KZMY
- Bozeman, Montana; United States;
- Broadcast area: Bozeman, Montana Helena, Montana
- Frequency: 103.5 MHz
- Branding: My 103.5

Programming
- Format: Hot adult contemporary
- Affiliations: Compass Media Networks Premiere Networks

Ownership
- Owner: Townsquare Media; (Townsquare License, LLC);
- Sister stations: KISN, KMMS, KMMS-FM, KPRK, KXLB

History
- First air date: 2004
- Call sign meaning: "Bozeman's My" (branding)

Technical information
- Licensing authority: FCC
- Facility ID: 72722
- Class: C1
- ERP: 100,000 watts
- HAAT: 289 meters (949 feet)
- Transmitter coordinates: 45°57′25″N 111°22′11″W﻿ / ﻿45.95694°N 111.36972°W

Links
- Public license information: Public file; LMS;
- Webcast: Listen Live
- Website: my1035.com

= KZMY =

KZMY (103.5 FM, "My 103.5") is a radio station licensed to serve Bozeman, Montana.
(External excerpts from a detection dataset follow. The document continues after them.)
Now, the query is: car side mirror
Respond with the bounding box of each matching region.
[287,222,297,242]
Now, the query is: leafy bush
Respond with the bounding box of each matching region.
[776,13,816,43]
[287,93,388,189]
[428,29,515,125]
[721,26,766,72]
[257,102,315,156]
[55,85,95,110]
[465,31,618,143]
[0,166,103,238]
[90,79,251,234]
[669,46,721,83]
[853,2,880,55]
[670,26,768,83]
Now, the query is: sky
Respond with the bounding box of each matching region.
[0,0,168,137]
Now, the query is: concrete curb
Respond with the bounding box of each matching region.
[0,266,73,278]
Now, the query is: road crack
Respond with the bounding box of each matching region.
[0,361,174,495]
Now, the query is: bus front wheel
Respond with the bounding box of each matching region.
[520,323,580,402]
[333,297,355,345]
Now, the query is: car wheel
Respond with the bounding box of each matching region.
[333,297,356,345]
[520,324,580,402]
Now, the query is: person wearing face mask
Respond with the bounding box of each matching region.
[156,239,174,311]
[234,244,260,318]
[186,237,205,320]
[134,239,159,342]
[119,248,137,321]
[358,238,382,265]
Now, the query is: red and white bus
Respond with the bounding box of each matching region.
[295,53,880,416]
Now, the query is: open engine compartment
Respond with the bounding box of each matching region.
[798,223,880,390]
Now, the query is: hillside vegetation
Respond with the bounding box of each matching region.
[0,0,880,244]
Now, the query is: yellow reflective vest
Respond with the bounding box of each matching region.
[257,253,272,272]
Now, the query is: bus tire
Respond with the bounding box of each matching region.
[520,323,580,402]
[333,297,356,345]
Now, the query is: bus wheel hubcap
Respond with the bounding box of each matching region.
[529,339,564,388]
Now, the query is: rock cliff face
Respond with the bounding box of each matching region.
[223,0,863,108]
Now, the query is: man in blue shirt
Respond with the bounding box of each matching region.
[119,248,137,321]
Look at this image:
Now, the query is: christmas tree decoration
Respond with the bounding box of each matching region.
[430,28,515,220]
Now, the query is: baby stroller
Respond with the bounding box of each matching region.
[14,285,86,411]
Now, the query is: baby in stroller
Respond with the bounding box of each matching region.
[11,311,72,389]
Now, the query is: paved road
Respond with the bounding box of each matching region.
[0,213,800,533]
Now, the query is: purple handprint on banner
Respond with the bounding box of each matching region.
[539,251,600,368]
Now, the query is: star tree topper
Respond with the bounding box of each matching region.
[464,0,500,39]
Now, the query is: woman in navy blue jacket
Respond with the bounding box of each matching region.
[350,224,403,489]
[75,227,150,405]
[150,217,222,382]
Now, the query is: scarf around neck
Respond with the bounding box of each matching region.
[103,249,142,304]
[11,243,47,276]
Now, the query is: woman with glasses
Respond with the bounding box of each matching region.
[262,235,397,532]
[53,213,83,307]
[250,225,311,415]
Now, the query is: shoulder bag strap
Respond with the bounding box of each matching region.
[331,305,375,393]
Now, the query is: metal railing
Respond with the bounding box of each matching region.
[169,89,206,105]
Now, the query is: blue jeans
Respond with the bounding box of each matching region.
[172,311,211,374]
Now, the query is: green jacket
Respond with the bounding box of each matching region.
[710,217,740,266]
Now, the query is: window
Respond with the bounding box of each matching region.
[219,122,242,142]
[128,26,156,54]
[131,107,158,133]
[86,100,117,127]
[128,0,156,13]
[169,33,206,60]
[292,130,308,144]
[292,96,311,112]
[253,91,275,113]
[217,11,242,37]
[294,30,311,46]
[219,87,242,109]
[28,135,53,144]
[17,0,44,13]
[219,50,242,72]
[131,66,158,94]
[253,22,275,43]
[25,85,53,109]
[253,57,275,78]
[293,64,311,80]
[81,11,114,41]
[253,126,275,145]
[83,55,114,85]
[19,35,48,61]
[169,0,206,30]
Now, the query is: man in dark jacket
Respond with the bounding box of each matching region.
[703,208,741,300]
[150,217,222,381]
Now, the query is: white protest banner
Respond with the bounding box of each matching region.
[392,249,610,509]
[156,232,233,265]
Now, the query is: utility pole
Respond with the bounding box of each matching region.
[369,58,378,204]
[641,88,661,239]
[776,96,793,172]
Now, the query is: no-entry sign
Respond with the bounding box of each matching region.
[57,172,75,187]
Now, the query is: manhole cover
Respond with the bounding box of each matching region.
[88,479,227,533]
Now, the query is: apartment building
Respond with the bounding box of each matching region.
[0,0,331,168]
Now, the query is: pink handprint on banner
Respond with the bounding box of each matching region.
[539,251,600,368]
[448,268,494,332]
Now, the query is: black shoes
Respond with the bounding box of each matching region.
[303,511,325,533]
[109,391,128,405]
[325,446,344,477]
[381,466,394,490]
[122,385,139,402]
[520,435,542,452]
The station is owned by Townsquare Media, licensed to Townsquare License, LLC. It airs a hot adult contemporary music format.

All Townsquare Media Bozeman studios are located at 125 West Mendenhall Street, downtown Bozeman. KXLB, KMMS-FM, KZMY, and KISN all share a transmitter site on Green Mountain, east of Bozeman.

The station was assigned the KZMY call letters by the Federal Communications Commission on June 20, 2002.

==Ownership==
In February 2008, Colorado-based GAPWEST Broadcasting completed the acquisition of 57 radio stations in 13 markets in the Pacific Northwest-Rocky Mountain region from Clear Channel Communications. The deal, valued at a reported $74 million, included six Bozeman stations, seven in Missoula and five in Billings. Other stations in the deal are located in Shelby, Montana, and in Casper and Cheyenne, Wyoming, plus Pocatello and Twin Falls, Idaho, and Yakima, Washington. GapWest was folded into Townsquare Media on August 13, 2010.